В первый раз он взял ее с собой на светское мероприятие всего через месяц после того, как они начали встречаться. Как и следовало ожидать, Элли повисла у него на руке и не отпускала ни на секунду, ожидая, что он познакомит ее с друзьями и коллегами. Она старалась держаться уверенно, но Стивен чувствовал, как ее пальцы крепче сжимают его бицепс каждый раз, когда к ним кто-то приближался.
– Привет, Джеффри.
– Привет, Стивен. Очень рад, что ты смог приехать. Как поживает твой отец? – спросил Джеффри, протягивая ему руку. Стивен ответил на приветствие, но, пожалуй, сжал руку приятеля чересчур сильно.
– Спасибо, у него все хорошо. Планирует заняться продвижением своей новой книги.

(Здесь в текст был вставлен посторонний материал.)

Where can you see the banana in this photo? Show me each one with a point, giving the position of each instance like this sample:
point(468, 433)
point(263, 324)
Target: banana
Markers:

Каждый раз, когда Стивен оказывался среди коллег, всюду повторялась одна и та же история. Кто бы ни заговаривал с ним, первый вопрос неизменно был о его отце, о том, что он поделывает и что собирается делать. Из-за этого Стивен начинал чувствовать себя мальчишкой, который никак не может выйти из тени своего знаменитого отца. К счастью, в последнее время у него появилась надежда: декан Колумбийского университета предложил ему место на кафедре литературы, где ему предстояло преподавать «Введение в литературоведение». Стивен ответил согласием, что не только обеспечивало ему вожделенное звание профессора престижного университета, входящего в Лигу плюща [5] (с такой же точно позиции начинал тридцать лет назад его отец), но и открывало заманчивые карьерные перспективы. Скоро, очень скоро он навсегда распрощается с крошечным кампусом и своими двумя часами в неделю в Ричмондской подготовительной и начнет преподавать английскую литературу юношам и девушкам из самых известных семейств в Верхнем Ист-Сайде! Несомненно, он стоит на пороге успеха, и теперь уже скоро, совсем скоро его перестанут считать всего лишь сыном профессора Стюарта Хардинга.

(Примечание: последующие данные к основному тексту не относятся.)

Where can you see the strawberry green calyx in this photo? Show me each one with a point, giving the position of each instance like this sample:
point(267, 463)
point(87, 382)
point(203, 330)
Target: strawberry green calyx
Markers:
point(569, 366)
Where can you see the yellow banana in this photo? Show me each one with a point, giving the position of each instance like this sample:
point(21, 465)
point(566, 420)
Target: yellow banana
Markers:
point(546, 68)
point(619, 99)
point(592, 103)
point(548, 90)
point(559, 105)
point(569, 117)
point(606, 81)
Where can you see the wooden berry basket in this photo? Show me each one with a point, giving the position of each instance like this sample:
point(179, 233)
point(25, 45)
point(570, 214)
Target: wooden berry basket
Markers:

– А как зовут твою очаровательную спутницу? – спросил Джеффри, разглядывая Элли, которая еще крепче стиснула локоть Стивена. Проследив за взглядом приятеля, Стивен не мог не признать, что Элли, одетая в узкое вечернее платье без бретелек, выглядит просто великолепно. Он был совершенно прав, когда настоял, чтобы она надела именно его.
– Познакомься, это Элли Мастертон. Элли, это Джеффри Киркленд. Он преподаватель кафедры математики Нью-Йоркского университета.
– Рада познакомиться, Джеффри.
– Зовите меня просто Джефф. Полным именем называют меня только моя матушка да вот этот старый зануда, – рассмеялся Джеффри, легко касаясь губами ее протянутой руки. – Я тоже очень рад нашему знакомству, Элли.
Стивен сдержанно улыбнулся. Он очень гордился своими принципами и своей способностью не отступать от них ни при каких обстоятельствах. В частности, Стивен не признавал никаких прозвищ и уменьшительных имен – особенно по отношению к мужчинам. Их использование казалось ему пошлым и унизительным, словно подобные слова превращали его в более дешевую версию себя самого. Неудивительно, что он слегка забеспокоился, когда Элли впервые назвала ему свое имя. «А как твое полное имя?» – переспросил он. «Элли, – ответила она. – Просто Элли, и все». Но он уже тогда догадывался, что ничего простого в ней не было.
Оставив свою спутницу болтать с Джеффри, Стивен направился к бару, где взял себе бурбон. Не спеша потягивая виски, он смотрел, как Элли слушает истории Джеффри о том, как много лет назад они со Стивеном вместе учились в Принстоне. Джеффри всегда их рассказывал. Элли кивала, изредка заправляя за уши пряди длинных волос; во все остальное время ее руки были скрещены перед собой.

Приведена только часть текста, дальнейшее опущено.